# Ft Lee Historic Park parking



## GDR (Jul 4, 2009)

Does anyone have an alternate spot for parking when commuting to NYC, Ft Lee Historic Park is going to charge for parking.

Thanks


----------



## Vibe (Jan 11, 2011)

Ranger station by the alpine hill further north


----------



## noisy boy (Apr 24, 2013)

you can't park long term in the park. Use municipal lot by Main st. and Central Road. There are no street parking in Fort Lee only meter parking, if you want to park your car and commute by bus to NYC, use the other lot behind the diner, next to Port Authority building that is lot closer to buses


----------



## eugenetsang (Jun 9, 2011)

GDR said:


> Does anyone have an alternate spot for parking when commuting to NYC, Ft Lee Historic Park is going to charge for parking.
> 
> Thanks




Oh man! I went for a spin last Friday. In the past, its usually "free" to park M-F and free during the off season. I thought nothing of it, so it was business as usual. Pulled in, saw no one at the gate. Parked my car in my usual first lot on the left. Unloaded and went on my way.

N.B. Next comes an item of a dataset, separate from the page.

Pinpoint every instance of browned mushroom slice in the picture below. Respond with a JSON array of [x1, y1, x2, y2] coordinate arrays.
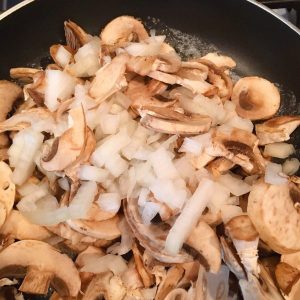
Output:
[[123, 198, 192, 263], [89, 54, 129, 104], [41, 107, 87, 171], [9, 68, 41, 81], [206, 157, 235, 177], [212, 128, 265, 174], [0, 240, 80, 297], [201, 52, 236, 69], [0, 80, 22, 148], [247, 181, 300, 254], [100, 16, 149, 51], [155, 265, 184, 300], [186, 221, 221, 273], [255, 116, 300, 145], [64, 20, 89, 51], [231, 77, 280, 120], [140, 112, 211, 135], [66, 215, 121, 240], [0, 161, 16, 228]]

On Sunday, I met a friend at the lot. Attempted to park at my usual lot on the left. Saw a HUGE SIGN that says, "BUSES ONLY". I was baffled. Didn't know what that was about so I kept it moving. 

Pulled into the next lot to my right, saw MUNIParking ticket machines! Its now a metered lot Mon-Sun! To my surprise, I probably had been parking illegally all year long! Thank goodness i didn't get ticketed or towed!


----------